In women, hormonal changes during menopause are the main source of alterations in hair characteristics that lead to the change in pigmentation (graying of hair), growth and diameter. Also, up to 50% of women experience female pattern hair loss (FPHL) and senile alopecia (reduction in follicles). The clinical distinction between these two can be challenging as the conditions may coexist. Fibrosing alopecia, another entity, is a slow, progressive cicatricial alopecia (scarring alopecia) characterized as a pale, atrophic patch surrounded by hyperpigmented skin due to long-term sun damage and producing symmetrical balding in front and at the sides of the scalp but rarely affecting other areas. It is often associated with nonscarring alopecia of body hair or eyebrows.
Telogen effluvium is the premature transformation of hair from the anagen (growing phase) to telogen phase (resting phase). It is usually associated with endocrine, nutritional and autoimmune disorders but may be secondary to hemorrhage, high fever, surgery, drug use, diet or great psychological stress. Chronic telogen effluvium (CTE) is hair fall lasting more than six months. It predominantly occurs in women aged 40 to 60 years old. CTE is assumed to result from a shortened duration of the growing phase in the absence of the shrinking of hair follicles.
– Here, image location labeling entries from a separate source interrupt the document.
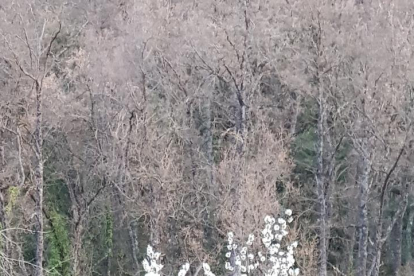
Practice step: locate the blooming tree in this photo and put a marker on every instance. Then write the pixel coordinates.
(276, 260)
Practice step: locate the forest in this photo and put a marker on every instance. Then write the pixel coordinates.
(158, 137)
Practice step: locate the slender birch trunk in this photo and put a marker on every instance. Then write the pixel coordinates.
(38, 175)
(363, 183)
(320, 188)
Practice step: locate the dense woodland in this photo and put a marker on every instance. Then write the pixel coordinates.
(125, 123)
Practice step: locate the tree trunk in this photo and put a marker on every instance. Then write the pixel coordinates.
(207, 147)
(38, 174)
(320, 188)
(363, 183)
(396, 245)
(379, 236)
(407, 255)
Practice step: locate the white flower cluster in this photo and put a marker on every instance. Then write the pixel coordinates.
(184, 269)
(207, 270)
(282, 261)
(150, 264)
(239, 257)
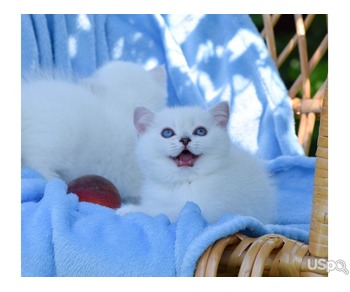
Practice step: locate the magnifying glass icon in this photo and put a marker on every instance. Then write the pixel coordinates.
(340, 266)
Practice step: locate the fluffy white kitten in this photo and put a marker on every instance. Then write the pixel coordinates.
(186, 154)
(70, 129)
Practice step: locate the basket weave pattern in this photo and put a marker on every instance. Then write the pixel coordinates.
(274, 254)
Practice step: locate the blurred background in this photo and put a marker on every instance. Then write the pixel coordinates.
(290, 69)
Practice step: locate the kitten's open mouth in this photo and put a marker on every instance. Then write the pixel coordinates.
(185, 158)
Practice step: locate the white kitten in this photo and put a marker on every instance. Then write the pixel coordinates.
(186, 155)
(71, 129)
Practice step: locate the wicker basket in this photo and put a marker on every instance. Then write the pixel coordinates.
(273, 254)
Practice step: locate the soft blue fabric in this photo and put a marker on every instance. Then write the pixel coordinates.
(208, 58)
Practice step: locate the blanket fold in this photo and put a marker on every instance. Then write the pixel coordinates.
(208, 58)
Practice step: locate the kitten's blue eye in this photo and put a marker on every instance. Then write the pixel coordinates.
(167, 133)
(200, 131)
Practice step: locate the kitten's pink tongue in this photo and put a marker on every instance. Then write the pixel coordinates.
(185, 159)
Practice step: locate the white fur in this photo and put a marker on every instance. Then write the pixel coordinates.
(71, 129)
(223, 179)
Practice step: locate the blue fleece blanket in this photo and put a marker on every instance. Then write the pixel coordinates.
(208, 58)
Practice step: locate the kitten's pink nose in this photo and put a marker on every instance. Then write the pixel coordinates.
(185, 140)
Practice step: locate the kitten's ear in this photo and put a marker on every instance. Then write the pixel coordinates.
(221, 113)
(143, 118)
(159, 75)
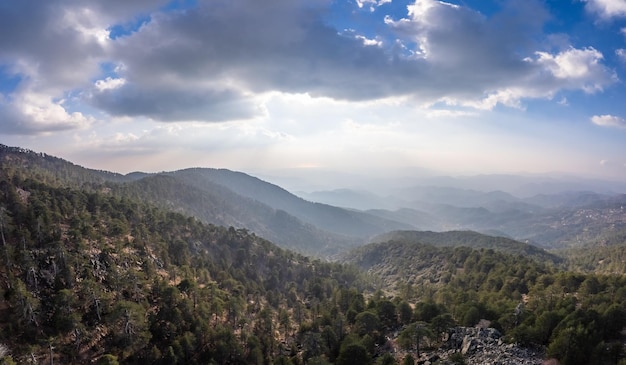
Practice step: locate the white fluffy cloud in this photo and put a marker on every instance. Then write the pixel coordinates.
(609, 121)
(212, 62)
(607, 9)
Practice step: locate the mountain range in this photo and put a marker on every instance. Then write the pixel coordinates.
(566, 219)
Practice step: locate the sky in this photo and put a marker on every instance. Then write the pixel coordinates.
(358, 86)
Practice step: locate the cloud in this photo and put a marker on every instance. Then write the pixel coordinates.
(211, 62)
(606, 9)
(172, 104)
(609, 121)
(33, 113)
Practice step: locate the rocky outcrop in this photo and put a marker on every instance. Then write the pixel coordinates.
(482, 346)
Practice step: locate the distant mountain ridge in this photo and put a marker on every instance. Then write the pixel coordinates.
(221, 197)
(468, 239)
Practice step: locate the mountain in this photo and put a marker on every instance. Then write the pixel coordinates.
(221, 197)
(89, 276)
(326, 217)
(348, 198)
(469, 239)
(103, 268)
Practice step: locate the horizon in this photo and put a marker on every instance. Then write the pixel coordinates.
(364, 88)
Brittle nails syndrome involves factors that affect adhesion of the superficial layer of the nail plate (resulting in nail splitting) and altered nail formation from its matrix (results in easy breakage of fingernails). Low estrogen levels in menopause lead to dehydration of the nail plate and other problems as well as the likes of: cardiovascular, urogenital (frequent urination, cystitis. and incontinence are more common), osteoporosis, teeth (menopause blamed for numerous dental/oral issues, including dry mouth and desquamative gingivitis but often aging itself is the cause. Disruption of an entire chain of biochemical activities affects the production of mood-regulating chemicals, including serotonin and endorphins, resulting in mood swings, temper tantrums, depression, surprising highs, followed by equally unexpected lows), vasomotor instability (hot flashes), altered menstrual function, vaginal atrophy (the genital tract is highly estrogen-dependent so that body changes during menopausal transition and post-menopause include vaginal and vulval dryness, painful sex, post-coital bleeding/ spotting and thinning of the labia).
A sizable number of treatment procedures are now available for skin, hair and nail problems. Access to creams, peeling agents that remove pigmentation, state-of-the-art laser therapy, antiaging injectibles, oral supplements and medications are your best bets to maintain or restore whatever menopause has stolen away from you.